True, but I think the idea is that it'd be better to leave the specifics to the audience, rather than drawing attention to it and establishing some Real Official Fanwank. If we just started seeing haired Klingons in season two, or they started using the holograms less and less, without drawing attention to it, it'd leave it to the audience to believe whatever made us all happiest. Doing it the way they have gives season two the air of a
fix fic, calling out all the stuff that someone didn't like about season one and tidying it up, but without actually retconning it into the cornfield entirely. Granted, I don't usually mind that sort of thing when it happens in the novels, but one important difference between novels and TV shows is that novels have narration. There could be a page or two just about Klingon fashions vis-a-vis times of war and Great House disunity that's thought out, sensible, and gives a deeper reason that affects characterization or subtext or something, but you can't have Burnham do much more on screen than "I heard the Klingons are growing their hair again," which, no shit, we've got eyes, Michael.
She can't go on about how Klingons started shaving their heads when the Houses fell into civil war thirty years earlier, that the practice was started in the early days of the religion of Kahless, as a reference to him making his sword by dipping his hair in lava, that it was supposed to reflect that the Klingon people had no time for pursuits other than war if they wished to survive to hunt and drink and sing opera another day, that every fiber of their being (and every strand of their hair) had to go into the fight, but doing it for so long made it cease to be extraordinary, and many Klingons were beginning to feel the tradition had outlived its usefulness in an era of endless war, both hot and cold, both internal and external, rather than brief, defined conflicts with clear winners and losers with existential stakes.
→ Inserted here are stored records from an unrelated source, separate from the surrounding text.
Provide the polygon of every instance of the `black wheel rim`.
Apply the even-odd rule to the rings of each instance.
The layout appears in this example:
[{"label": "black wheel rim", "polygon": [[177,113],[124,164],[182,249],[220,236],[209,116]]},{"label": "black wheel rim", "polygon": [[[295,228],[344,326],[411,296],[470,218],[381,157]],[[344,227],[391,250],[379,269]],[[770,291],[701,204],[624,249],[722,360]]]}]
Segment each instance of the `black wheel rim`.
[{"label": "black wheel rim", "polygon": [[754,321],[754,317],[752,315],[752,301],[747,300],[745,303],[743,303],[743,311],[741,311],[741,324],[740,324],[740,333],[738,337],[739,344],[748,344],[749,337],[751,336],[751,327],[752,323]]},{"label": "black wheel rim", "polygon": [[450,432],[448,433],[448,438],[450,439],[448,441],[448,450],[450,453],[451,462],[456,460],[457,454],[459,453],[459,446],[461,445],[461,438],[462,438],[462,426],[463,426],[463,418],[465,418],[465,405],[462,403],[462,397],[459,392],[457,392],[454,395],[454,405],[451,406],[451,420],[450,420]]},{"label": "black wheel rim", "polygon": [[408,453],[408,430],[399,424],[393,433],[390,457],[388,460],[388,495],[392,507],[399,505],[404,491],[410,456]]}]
There, that ties into the deeper lore, smooths the path between where we've been and where we're going to end up where Klingons never shave their heads, and even has some social commentary about the changing face of war in the post World War II era. Easy. Pocket Books, DM me.
It's something I've been saying about Discovery in season two. It is, in the parlance of the times, extra. It always goes further than it needs to, but not far enough to justify making a big deal of things. In lieu of starting to explore some really novel, trippy concepts and drama that would justify keeping to their super-liminal style, the show needs some subtlety. Maybe I should ask
Hoity Toity to break into the production offices and graffiti "LESS IS MORE" on the writers' room door.